In music, either or both sides can apply. Some teenagers choose their music based on a more developed identity, while others choose their music based on their background and surroundings.

The kind of music a person is raised around doesn’t necessarily indicate that they like and listen only that specific genre of music. For example, a Texan teen, born into a family with the love for country music, can end up only wanting to listen to punk rock. The same goes for those who already knew their personality before really listening to music. A teenage girl who identifies herself as goth could prefer listening to pop or classical music rather than hard core metal or punk rock that a typical goth is stereotyped to enjoy.

Music also tends to influence or impact teen or adolescent social life as well. Through inferences based on musical tastes, teens assess each other and begin to learn about the personality and values of their friends. Though many may not know they are doing it, when we (as people) meet and talk to someone who is new or different we listen, acquire and try to find similarities between us (socially) so we can get a base of what they are like as a person and have a faint idea of their morals.

Music interest is somewhat used as a sort of social matching standard. Sharing the love for the same music genre can start the beginning of a strong bond. Those who have similar music interests or taste are more likely to be good friends rather than two people who have totally different music interest.
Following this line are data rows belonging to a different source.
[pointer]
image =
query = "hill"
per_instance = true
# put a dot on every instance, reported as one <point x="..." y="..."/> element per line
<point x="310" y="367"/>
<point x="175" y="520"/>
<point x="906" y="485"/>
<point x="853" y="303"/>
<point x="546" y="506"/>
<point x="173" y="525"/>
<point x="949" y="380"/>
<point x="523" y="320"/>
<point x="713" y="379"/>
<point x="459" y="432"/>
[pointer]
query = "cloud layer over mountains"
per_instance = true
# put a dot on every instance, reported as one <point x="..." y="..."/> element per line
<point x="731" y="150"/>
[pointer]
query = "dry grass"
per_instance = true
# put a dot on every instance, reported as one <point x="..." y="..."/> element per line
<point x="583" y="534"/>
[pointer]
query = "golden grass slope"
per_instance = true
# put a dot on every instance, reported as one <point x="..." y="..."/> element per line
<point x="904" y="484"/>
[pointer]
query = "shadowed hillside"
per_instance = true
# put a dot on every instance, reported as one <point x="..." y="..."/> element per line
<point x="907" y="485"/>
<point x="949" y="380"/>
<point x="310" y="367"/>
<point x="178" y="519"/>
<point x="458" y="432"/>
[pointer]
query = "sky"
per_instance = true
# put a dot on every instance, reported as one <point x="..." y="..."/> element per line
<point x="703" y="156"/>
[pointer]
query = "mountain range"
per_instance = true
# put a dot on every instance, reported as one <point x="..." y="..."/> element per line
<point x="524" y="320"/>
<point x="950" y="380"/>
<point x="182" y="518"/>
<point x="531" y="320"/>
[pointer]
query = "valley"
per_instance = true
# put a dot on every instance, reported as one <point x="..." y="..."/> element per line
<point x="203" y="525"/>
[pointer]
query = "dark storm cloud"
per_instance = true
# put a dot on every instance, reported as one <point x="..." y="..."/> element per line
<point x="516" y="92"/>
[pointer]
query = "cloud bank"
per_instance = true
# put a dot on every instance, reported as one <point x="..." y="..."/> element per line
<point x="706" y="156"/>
Fans of different music genres can, at times, be looked at as “ingroups” and “outgroups.” A group of teens who collectively listen to pop might be known as the “ingroup,” while a mix of teens who prefer metal rock would be known as the “outgroup.” Sometimes, a person’s taste in music can be looked at as a emblem, or badge, about one’s personality or social status. Which, as a result, can cause people to form opinions or even stereotypes about fans of a certain music genre.

The process of music development and character building is like the snowball effect.The genre of music you love to listen to starts out in the initial state with very small significance, but later starts to build upon itself, becoming more serious. As a result of having a particular choice in music, teens are given their badge of what others assume they’re like and are later grouped with others that are like them (in a music sense). The effect of those groupings causes the formation of clique stereotypes ranging from the “popular kids” to the school “band geeks”, thus creating the ingroups and the outgroups.